Nathan Gilmour chats a spell with David Grubbs and Michial Farmer about Psalm 119. The trio ranges from the literary form of the verse to the ways that the Psalm has shaped the identities of monks and fundamentalists, landing eventually on some pedagogical speculation.

2 thoughts on “The Christian Humanist Podcast, Episode #146: Psalm 119”
  1. A minoe correction.  Nathan’s description of hexameter was pretty accurate. It’s not true, however, that each line has six long syllables, but six feet, since any sequence of short-short in the first 5 feet can be replaced by a single long-syllable.  That substitution affords the poet quite a bit of freedom in his line, even though the dactylic rhythm (dum-diddy) predominates.
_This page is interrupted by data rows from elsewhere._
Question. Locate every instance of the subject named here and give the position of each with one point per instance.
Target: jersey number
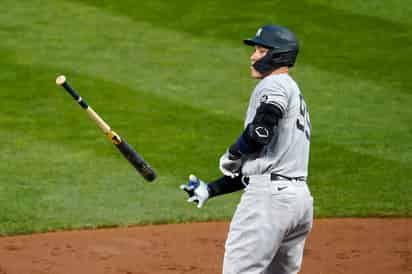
(303, 121)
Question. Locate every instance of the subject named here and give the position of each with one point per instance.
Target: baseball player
(270, 161)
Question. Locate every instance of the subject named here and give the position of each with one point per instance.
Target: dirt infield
(353, 246)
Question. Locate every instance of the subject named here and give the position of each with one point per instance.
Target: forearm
(225, 185)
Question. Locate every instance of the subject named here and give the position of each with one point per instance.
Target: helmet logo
(259, 32)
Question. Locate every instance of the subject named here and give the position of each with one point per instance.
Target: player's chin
(254, 73)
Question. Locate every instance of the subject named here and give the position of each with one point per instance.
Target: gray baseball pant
(269, 228)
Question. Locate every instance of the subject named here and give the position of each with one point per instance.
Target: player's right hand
(230, 165)
(197, 190)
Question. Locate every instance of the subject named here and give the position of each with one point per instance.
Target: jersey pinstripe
(288, 151)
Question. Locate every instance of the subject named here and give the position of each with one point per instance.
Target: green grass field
(172, 78)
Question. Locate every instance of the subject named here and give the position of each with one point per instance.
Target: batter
(270, 161)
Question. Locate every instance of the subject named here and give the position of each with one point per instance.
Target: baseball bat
(127, 150)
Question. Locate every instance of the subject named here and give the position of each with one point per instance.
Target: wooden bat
(127, 150)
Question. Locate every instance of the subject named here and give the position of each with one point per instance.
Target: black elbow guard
(260, 131)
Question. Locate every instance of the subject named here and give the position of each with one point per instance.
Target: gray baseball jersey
(288, 152)
(268, 231)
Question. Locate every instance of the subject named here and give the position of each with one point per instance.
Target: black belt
(278, 177)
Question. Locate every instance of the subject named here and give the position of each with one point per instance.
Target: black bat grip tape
(75, 96)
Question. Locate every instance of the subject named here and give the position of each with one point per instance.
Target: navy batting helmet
(282, 44)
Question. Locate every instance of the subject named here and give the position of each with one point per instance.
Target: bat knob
(60, 80)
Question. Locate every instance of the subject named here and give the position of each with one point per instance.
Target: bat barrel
(61, 81)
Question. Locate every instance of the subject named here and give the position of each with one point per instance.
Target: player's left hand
(197, 190)
(230, 165)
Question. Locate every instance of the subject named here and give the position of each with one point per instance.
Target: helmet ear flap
(274, 60)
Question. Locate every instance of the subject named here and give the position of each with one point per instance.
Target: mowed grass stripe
(395, 10)
(83, 182)
(156, 60)
(361, 46)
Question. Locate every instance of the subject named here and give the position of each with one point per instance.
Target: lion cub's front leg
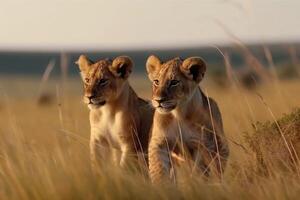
(99, 151)
(159, 158)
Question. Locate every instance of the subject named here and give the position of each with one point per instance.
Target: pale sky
(125, 24)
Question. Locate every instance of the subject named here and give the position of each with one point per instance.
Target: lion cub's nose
(160, 99)
(90, 96)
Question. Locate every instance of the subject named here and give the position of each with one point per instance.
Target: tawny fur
(120, 121)
(185, 120)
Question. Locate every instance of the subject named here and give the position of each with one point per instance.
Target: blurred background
(46, 37)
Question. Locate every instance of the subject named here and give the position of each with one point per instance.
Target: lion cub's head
(103, 80)
(174, 81)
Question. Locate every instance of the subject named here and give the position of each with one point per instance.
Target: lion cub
(120, 121)
(185, 120)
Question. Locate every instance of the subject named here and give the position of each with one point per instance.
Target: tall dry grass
(44, 152)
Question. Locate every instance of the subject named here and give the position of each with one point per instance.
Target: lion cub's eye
(103, 81)
(174, 82)
(87, 80)
(156, 82)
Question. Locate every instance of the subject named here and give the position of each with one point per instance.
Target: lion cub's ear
(121, 67)
(84, 63)
(193, 68)
(152, 65)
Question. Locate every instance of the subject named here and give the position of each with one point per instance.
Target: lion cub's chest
(108, 126)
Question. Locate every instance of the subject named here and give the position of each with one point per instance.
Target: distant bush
(277, 144)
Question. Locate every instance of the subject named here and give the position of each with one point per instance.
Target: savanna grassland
(44, 145)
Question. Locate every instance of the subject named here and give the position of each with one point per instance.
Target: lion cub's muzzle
(163, 104)
(94, 101)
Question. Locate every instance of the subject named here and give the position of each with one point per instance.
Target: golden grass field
(44, 149)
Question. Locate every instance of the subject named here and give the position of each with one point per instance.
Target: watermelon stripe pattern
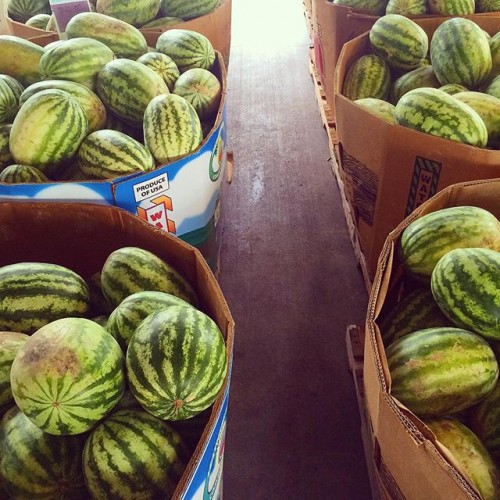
(460, 53)
(176, 362)
(441, 370)
(33, 294)
(466, 286)
(107, 154)
(35, 464)
(133, 455)
(76, 382)
(172, 128)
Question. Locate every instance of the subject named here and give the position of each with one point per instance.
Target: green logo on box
(424, 182)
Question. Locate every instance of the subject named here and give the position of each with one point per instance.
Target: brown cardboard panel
(389, 170)
(400, 437)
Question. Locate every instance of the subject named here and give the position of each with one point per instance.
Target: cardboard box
(216, 26)
(81, 237)
(389, 170)
(411, 464)
(183, 197)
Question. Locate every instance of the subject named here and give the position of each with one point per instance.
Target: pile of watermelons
(100, 104)
(448, 86)
(106, 383)
(442, 335)
(141, 14)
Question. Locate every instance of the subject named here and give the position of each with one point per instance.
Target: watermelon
(48, 130)
(127, 316)
(437, 113)
(470, 454)
(201, 89)
(176, 362)
(10, 343)
(189, 49)
(378, 107)
(122, 38)
(21, 174)
(132, 454)
(127, 87)
(37, 465)
(187, 10)
(20, 59)
(369, 76)
(108, 154)
(466, 285)
(426, 239)
(443, 370)
(172, 128)
(399, 40)
(33, 294)
(8, 103)
(415, 311)
(131, 269)
(163, 65)
(78, 60)
(460, 53)
(68, 375)
(91, 104)
(129, 11)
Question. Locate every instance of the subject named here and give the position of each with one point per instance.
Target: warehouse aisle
(289, 274)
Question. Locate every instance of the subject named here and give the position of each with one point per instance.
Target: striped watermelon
(172, 128)
(78, 60)
(129, 11)
(437, 113)
(466, 285)
(126, 88)
(443, 370)
(201, 89)
(34, 464)
(187, 10)
(108, 154)
(91, 104)
(68, 375)
(399, 40)
(425, 240)
(378, 107)
(21, 174)
(163, 65)
(8, 103)
(131, 269)
(5, 154)
(48, 130)
(10, 343)
(460, 53)
(122, 38)
(189, 49)
(127, 316)
(452, 7)
(33, 294)
(416, 311)
(176, 363)
(470, 454)
(369, 76)
(22, 10)
(132, 454)
(20, 59)
(488, 108)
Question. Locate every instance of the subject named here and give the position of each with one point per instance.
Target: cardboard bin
(182, 197)
(81, 237)
(389, 170)
(409, 461)
(216, 26)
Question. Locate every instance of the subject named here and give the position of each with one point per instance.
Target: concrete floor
(289, 274)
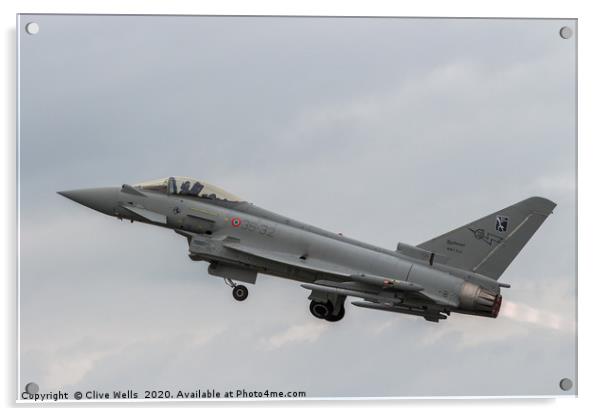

    Rodney Merrill has translated the Iliad and Odyssey into English hexameter verse.  Even though our verse forms are based on stress instead of vowel-length, it still gives you a pretty good feel for the hexameter (as someone who’s read a lot of Homer aloud in Greek, I can say that Merrill’s rhythm feels quite familiar).  Anyone who’d like a sample of what the hexameter sounds like in English can go here:

  2. Another edifying episode.  Thank you!  Regarding the use of psalms in worship services in the Orthodox Presbyterian Church (OPC).  There is a broad distribution of usage in the OPC.  Some churches will only sing songs based on the psalter (psalms in English put to music) and with no instruments.  These churches are a lot like the RPCNA (Reformed Presbyterian Church in North America).  All you get is a pitch-pipe and a psalm when it comes to music and worshipping God through singing.  Personally I am not convinced that the New Testament Church is to worship Christ only in the types and shadows that are found in the Book of Psalms.  Psalms are important.  Psalms are beautiful.  Psalms are for Christians today.  But we have God’s people in both Old and New Testaments singing praises to God with new songs, hymns, and spiritual songs.  And Christ has come.  The fullness of God’s revelation has come in Christ.  We have the realty that the psalms spoke of only in the types and shadows of the Old Testament (with respect to the Messiah and his particular mission / ministry).  I’d say that the OPC churches that practice “exclusive psalmody”are in the minority.

    The vast majority of OPC churches use the psalms frequently in worship, including preaching sermons from the Book of Psalms.  However, they don’t use them exclusively when it comes to singing in worship. Also, it is not uncommon for a presbytery to assign a psalm as the preaching text for a candidate for ministry during examinations.  They want to see if that candidate can preach Christ out of the Old Testament.  The OPC is also working with the United Reformed Church in North America (URCNA) on a new psalter-hymnal for publication and use in worship services.  The psalter portion is complete.  Now they are working on what hymns will be included.

    My particular OPC church uses psalms on a weekly basis throughout the service.  Typically we receive a call to worship by the minister reading a psalm or verses from a psalm (e.g., Psalm 95:6).  That is followed by the Gloria Patri, and after we sign the G.P. we have an Apostolic greeting that is a responsive reading that uses a NT epistle and an excerpt of a psalm (e.g., 1 Corinthians 1:3 followed by Psalm 67:1-2).  We use the (red) Trinity Hymnal which has a lot of songs that are psalms put to music and we frequently sing these songs though not exclusively.

    Thanks for spending time to mine some nuggets out of Psalm 119.